Cell Structure, Function, and Transport Study Guide
- Looking at a cell under a microscope, how do you know if it is prokaryotic?
- Which organisms contain a nucleus?
- What organelles would you expect to find in plant cells but not animal cells?
- What organelle is usually larger in plant cells than animal cells? Identify it on the figure below.
- Megan examines a liver cell and observes an organelle with many smooth sided channels. What activity would identify this organelle as a Golgi?
- What are the functions of the nucleus?
- Which structure makes proteins using coded instructions that come from the nucleus?
- Which organelle converts the chemical energy stored in food into compounds that are not more convenient for the cell to use?
- Which organelles help provide cells with energy?
- What are the functions of the cytoskeleton?
- What is the main function of a cell wall?
- Unlike the smooth endoplasmic reticulum, what is attached to the rough endoplasmic reticulum?
- What structures carry out cell movement?
- What are the functions of the cell membrane?
- The cell membrane contains channels and pumps that help move materials from one side to the other. What are the channels and pumps made of?
- When the concentration of molecules on both sides of a membrane is the same, what will happen to the molecules?
- What would happen if the cell membrane became impermeable?
- Diffusion is the movement of molecules in what direction?
- Which means of particle transport requires energy input from the cell?
- The diffusion of water across a selectively permeable membrane is called what?
- An animal cell that is surrounded by fresh water will burst because the osmotic pressure causes what to happen within the cell?

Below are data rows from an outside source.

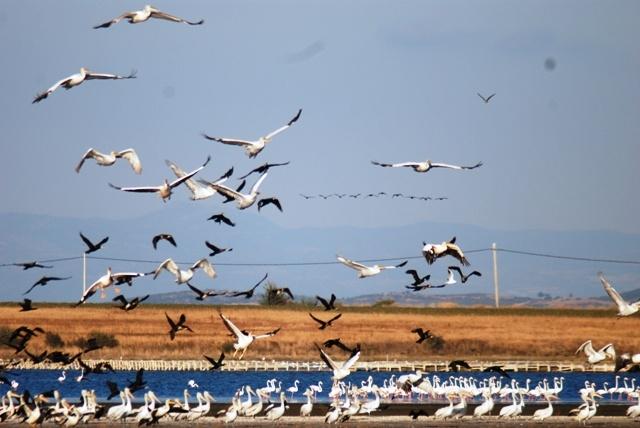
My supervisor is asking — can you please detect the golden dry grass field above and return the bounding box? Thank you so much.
[0,304,640,361]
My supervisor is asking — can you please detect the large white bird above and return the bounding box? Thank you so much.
[598,272,640,317]
[316,345,360,381]
[202,109,302,158]
[337,256,407,278]
[93,5,204,29]
[371,160,482,172]
[153,258,217,284]
[209,172,267,210]
[109,156,211,202]
[32,67,136,104]
[76,148,142,174]
[220,313,280,359]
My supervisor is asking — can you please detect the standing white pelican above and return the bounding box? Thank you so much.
[153,258,217,284]
[576,340,616,364]
[598,272,640,317]
[316,345,360,381]
[371,160,482,172]
[337,256,407,278]
[32,67,136,104]
[209,172,267,210]
[109,156,211,202]
[76,148,142,174]
[220,313,280,360]
[93,5,204,29]
[202,109,302,158]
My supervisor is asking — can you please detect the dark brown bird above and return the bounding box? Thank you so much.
[309,312,342,330]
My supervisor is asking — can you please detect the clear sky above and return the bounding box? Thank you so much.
[0,0,640,233]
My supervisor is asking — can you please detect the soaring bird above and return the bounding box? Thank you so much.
[209,172,268,210]
[220,313,280,360]
[309,312,342,330]
[153,258,216,284]
[207,213,236,227]
[371,160,482,172]
[76,148,142,174]
[109,156,211,202]
[227,273,269,299]
[316,293,336,311]
[202,109,302,158]
[151,233,178,250]
[23,276,71,295]
[422,236,469,266]
[598,272,640,317]
[93,5,204,29]
[338,256,407,278]
[80,232,109,254]
[238,162,290,180]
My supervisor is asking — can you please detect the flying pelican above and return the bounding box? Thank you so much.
[598,272,640,317]
[153,258,217,284]
[338,256,407,278]
[316,344,360,381]
[109,156,211,202]
[220,313,280,360]
[371,160,482,172]
[76,148,142,174]
[32,67,136,104]
[202,109,302,158]
[209,172,268,210]
[422,236,469,266]
[576,340,616,364]
[93,5,204,30]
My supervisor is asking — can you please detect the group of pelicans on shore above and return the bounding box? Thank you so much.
[0,370,640,426]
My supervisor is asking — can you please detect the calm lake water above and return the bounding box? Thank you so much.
[0,370,640,403]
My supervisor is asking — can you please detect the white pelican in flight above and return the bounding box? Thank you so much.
[576,340,616,364]
[316,344,360,381]
[371,160,482,172]
[76,148,142,174]
[202,109,302,158]
[209,172,267,210]
[220,313,280,360]
[109,156,211,202]
[338,256,407,278]
[93,5,204,29]
[598,272,640,317]
[422,236,469,266]
[153,258,216,284]
[32,67,136,104]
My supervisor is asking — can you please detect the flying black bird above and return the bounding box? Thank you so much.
[482,366,511,379]
[207,213,236,227]
[18,299,38,312]
[80,232,109,254]
[411,328,433,343]
[316,293,336,311]
[449,266,482,284]
[112,294,149,312]
[202,352,224,370]
[164,312,193,340]
[227,273,269,299]
[238,162,289,180]
[204,241,233,257]
[309,312,342,330]
[22,276,71,295]
[449,360,471,372]
[13,262,53,270]
[258,198,282,212]
[151,233,178,250]
[405,269,431,285]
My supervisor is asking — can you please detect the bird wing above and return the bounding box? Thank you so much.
[116,149,142,174]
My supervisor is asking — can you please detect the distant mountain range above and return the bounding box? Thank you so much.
[0,209,640,305]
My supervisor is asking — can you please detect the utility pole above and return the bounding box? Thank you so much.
[491,242,500,308]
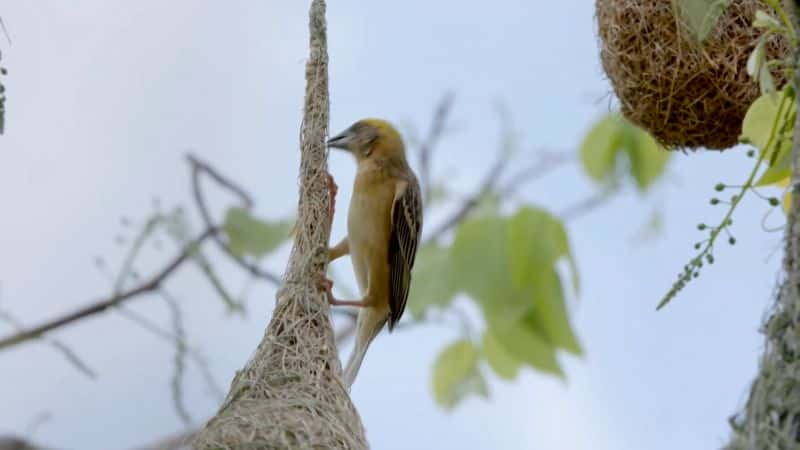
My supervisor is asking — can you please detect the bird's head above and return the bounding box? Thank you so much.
[328,119,406,163]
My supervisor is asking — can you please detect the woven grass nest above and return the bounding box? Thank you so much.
[596,0,789,150]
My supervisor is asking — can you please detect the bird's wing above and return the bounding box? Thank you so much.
[389,175,422,330]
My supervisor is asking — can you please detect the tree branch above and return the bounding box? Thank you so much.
[186,155,280,285]
[419,92,455,204]
[0,227,218,351]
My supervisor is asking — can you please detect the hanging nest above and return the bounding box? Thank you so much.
[596,0,789,150]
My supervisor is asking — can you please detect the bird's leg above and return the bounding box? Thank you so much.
[319,275,367,308]
[325,172,339,227]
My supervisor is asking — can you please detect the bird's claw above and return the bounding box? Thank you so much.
[318,274,333,303]
[325,172,339,226]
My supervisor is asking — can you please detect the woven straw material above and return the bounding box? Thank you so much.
[192,0,367,449]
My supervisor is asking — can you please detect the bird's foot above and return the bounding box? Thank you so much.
[325,172,339,226]
[319,275,367,308]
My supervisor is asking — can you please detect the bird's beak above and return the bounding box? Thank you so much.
[327,130,353,150]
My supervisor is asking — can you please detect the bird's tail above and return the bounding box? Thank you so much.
[343,308,387,389]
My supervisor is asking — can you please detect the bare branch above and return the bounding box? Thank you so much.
[0,227,218,351]
[186,155,280,285]
[0,311,97,379]
[159,289,192,425]
[419,92,455,204]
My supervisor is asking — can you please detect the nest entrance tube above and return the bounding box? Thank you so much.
[596,0,789,150]
[192,0,368,449]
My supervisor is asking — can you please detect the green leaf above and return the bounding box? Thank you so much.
[679,0,728,42]
[222,207,291,258]
[739,92,797,186]
[490,320,564,378]
[508,207,579,291]
[407,244,458,320]
[580,114,670,192]
[625,123,670,192]
[432,339,489,409]
[739,92,782,151]
[580,114,621,183]
[523,268,583,356]
[483,330,521,380]
[450,216,532,327]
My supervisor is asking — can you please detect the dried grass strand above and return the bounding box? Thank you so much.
[596,0,789,150]
[193,0,368,449]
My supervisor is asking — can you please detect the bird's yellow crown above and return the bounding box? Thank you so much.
[359,118,402,141]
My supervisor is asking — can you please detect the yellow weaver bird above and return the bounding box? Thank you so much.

- Molecules tend to move from an area where they are more concentrated to an area where they are less concentrated by which process?
- Large molecules such as glucose that cannot cross the lipid bilayer can still move across the membrane with a concentration gradient by which means?
- A hypertonic salt solution has a higher concentration of solutes than a blood cell. Explain what happens when a blood cell is placed in a hypertonic salt solution.
- The diagram shows a cell membrane composed of a phospholipid bilayer with a channel protein. Each X represents the same type of molecule inside or outside the cell. Facilitated diffusion moves these molecules back and forth across the cell membrane in what direction?